Three weeks ago, I was invited to visit a friend up in the hills. Partly to celebrate his birthday, partly because I hadn’t seen him for months due to Covid restrictions – and of course to fish his local streams. The weather forecast was horrible, rain, rain and more rain.

I decided to go. At least we would catch up, cook some great food, and drink some good wines.

I practically aquaplaned to his cabin. Relentless heavy rain from Melbourne to Mansfield; probably the most treacherous conditions I have driven in. I was convinced the rivers would be liquid chocolate and raging. Then, as I approached my destination, the rain eased to a drizzle, and I noticed that there weren’t a lot of puddles or pools anywhere along the road. Could the rain have bypassed Mt Buller and surrounds? To my delight it had. The next few days of fishing was great. Fine weather, the streams were up but clear and the healthiest population of browns and ‘bows took a liking to our offerings. The food and wine were great and the company exceptional.

Despite the forecast, stream conditions near Mt Buller proved ideal.

But if this had been planned as a dedicated fishing trip, and I had relied on the weather forecasts, would I have gone?

Early last week, another trip was put into jeopardy by a less than favourable forecast on the back of a huge amount of rain the week before. A report from a mate didn’t help: ‘The rivers are high and brown.’ With a lot more rain forecast, I felt pressure to cancel the trip.

Now this was no ordinary getaway as I was travelling to a favourite north-east Victorian valley with my daughter Elsa, her partner Cale and his brother Riley. All super-keen flyfishers with skills to match their enthusiasm. Boy did I feel pressure. This was my turf, and the trip was over four days, we were camping, and the prospect of a complete wash-out was very real.

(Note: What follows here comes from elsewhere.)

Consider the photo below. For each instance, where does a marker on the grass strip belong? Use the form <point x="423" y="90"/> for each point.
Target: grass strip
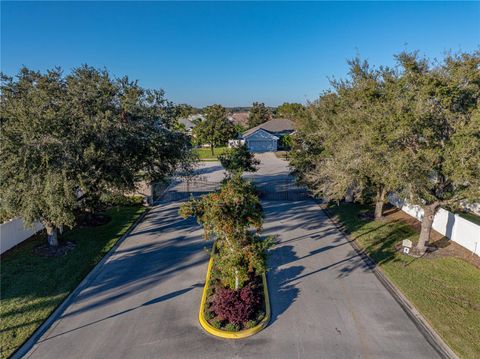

I scoured every weather forecast, forensically studied river levels, weather maps and radars but above all I prayed a lot.

Knowing this region well and cognisant of its unique microclimate (anything can happen!), I called it. We are going.

I knew the river, which flows through pristine forests, would be clear enough, at least to start with. And although it would be high, some sections and pockets would be fishable (fingers crossed behind my back).

The weather forecasts leading up to last Thursday, the day of our departure, were bad but also somewhat ambiguous with some charts forecasting up to 70mm of rain on the Saturday and Sunday, but others showed a lesser probability this would happen.

Heading over the mountains with snow patches still in the hollows, I wondered what we would find.

Well, we made the right call, the rain simply did not manifest. Maybe 5mm Saturday night and Sunday, which we had basically written off, was fine and sunny. Go figure!

The river was cold and crystal clear, flowing high and very fast. Crossing the river was pretty much impossible anywhere. But we did find sections that were tempered enough to allow good drifts. The insect activity was impressive. Caddis, duns, beetles and ants bursting to life in between gale force winds and during little breaks in the cloud cover.

The river was flowing high and hard, but the trout were there to be caught.

Now, we have all been on a river somewhere where hatches are on, but trout are not! This weekend, when the insects came alive, the trout went ballistic. Taking dry flies aggressively, without hesitation. Surprisingly considering the high flows, deep nymphing was ineffective. Mind you, as soon as the surface takes started, nymphs got the snip!

Cale and Elsa with dry fly results.

Fishing was very good if you focused on the slower water which was often in pockets on the other side of the river. This meant short drifts (and quick striking if you got a take) before the fly got swept out into the strong current. Thankfully, we had lots of shots at rising trout poking their noses up or outright smashing caddis in the middle of the river. A few monsters also rose from the depths: breathtaking stuff!

As an aside, we all noticed how physically demanding this the fishing was. Sore wrists, blisters, and fatigue. after constant rapid casting into strong winds.

The evening hatches (as the wind died down) were impressive three nights in a row. I lost count of how many fish we caught with the glow of the campfire directly behind us.

Evening shadows creeping over our camp, and Riley with a virtual fireside catch.

Big flows, big fish? Our rivers and the forests seem to be in fantastic condition. A few years of cool summers and good rainfall seem to have our trout population thriving. Perhaps reduced pressure due to restricted travel may have been a factor too.

We found the fish size to be impressive, with some “stonks” as the young guns (top guns) I was fishing with call them. Mostly, these big fish had the best of us in the raging currents, but a few came to hand.

What a memorable trip! The moral of the story? When faced with the question ‘To go or not to go?’, don’t rely entirely on weather forecasts. Use your instincts, be adventurous, call a local, take a punt! More often than not, you will be rewarded.